We're an internet based t-shirt company looking to do some of our own DTG printing for small jobs and such. We got our search narrowed down to a few machines, but really want to see them more in action and maybe get a good deal at a trade show. We would like to be well up and running before Christmas, so the sooner the better. 

Anyone know any good shows for DTG printing soon?

We're considering this one Welcome to NBM Shows!

Thanks for any suggestions or help. We're in Atlanta, but can't wait until the ISS show in October.


----------



## DAGuide (Oct 2, 2006)

The two main trade shows are www.issshows.com and www.nbmshows.com. There is also a smaller embroidery focused show in Nashville every August called Emboidery Mart by www.nnep.net. SGIA (www.sgia.org) is usually in late Sept to late October each year and will be in New Orleans this year. You already missed the DAX Expos in Minny, MN and Kansas City. Some of the dtg manufacturers actually set up their own little events, but you will only see their printers at these shows. 

Those are basically your choices. I would check the exhibitor lists to see who is exhibiting before determining which show to go to. Best wishes,

Mark


----------



## MardiGrasTexan (Oct 11, 2008)

Digital Basement said:


> We're considering this one Welcome to NBM Shows!

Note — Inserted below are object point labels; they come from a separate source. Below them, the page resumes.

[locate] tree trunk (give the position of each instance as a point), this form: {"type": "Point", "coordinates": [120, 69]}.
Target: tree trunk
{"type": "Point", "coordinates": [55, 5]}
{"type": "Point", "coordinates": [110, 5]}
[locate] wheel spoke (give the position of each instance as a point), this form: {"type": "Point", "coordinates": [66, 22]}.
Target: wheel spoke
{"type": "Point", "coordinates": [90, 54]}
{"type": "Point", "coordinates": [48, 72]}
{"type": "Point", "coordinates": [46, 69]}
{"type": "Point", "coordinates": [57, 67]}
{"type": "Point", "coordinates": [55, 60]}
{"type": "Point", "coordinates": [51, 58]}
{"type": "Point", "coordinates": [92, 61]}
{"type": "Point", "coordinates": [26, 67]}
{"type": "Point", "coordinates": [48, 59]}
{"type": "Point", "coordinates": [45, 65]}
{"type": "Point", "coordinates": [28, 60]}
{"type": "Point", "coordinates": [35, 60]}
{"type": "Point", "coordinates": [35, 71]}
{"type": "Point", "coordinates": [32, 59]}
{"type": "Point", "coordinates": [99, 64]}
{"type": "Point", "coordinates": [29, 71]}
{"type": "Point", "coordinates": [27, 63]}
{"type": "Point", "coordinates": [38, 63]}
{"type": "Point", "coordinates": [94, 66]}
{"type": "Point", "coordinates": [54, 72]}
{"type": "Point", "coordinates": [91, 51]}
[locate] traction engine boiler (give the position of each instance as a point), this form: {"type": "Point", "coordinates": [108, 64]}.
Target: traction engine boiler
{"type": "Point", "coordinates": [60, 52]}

Your situation sounds a lot like ours. We'll be at the Fort Worth NBM Show at 10:30am tomorrow. We're very much looking forward to it. And, we look forward to the ISS Show later this year. By the way, the ISS Show is September 10-12 in Atlanta, not October.


----------



## Don-ColDesi (Oct 18, 2006)

Your purchase timeframe will dictate which show to attend. ISS in Schaumburg and Atlanta will be far larger shows than the NBM shows are - thus you will get a look at more vendors. Regardless of which show you attend, do your homework. There are a lot of new machine brands entering the market that do not have a proven track record. I suggest sending a specofoc file you want printed to each brand you are considering and see how they come out and how quickly they respond.

Good luck in your search.


----------



## dmfelder (Oct 25, 2008)

I believe ISS have even more shows than that. Here is the info: http://www.issshows.com/


----------



## Don-ColDesi (Oct 18, 2006)

I do realize that there are more than these two shows, but the New England show is very lightly attended by both vendors and buyers and didn't think about Ft. Worth as it is out of our territory!


----------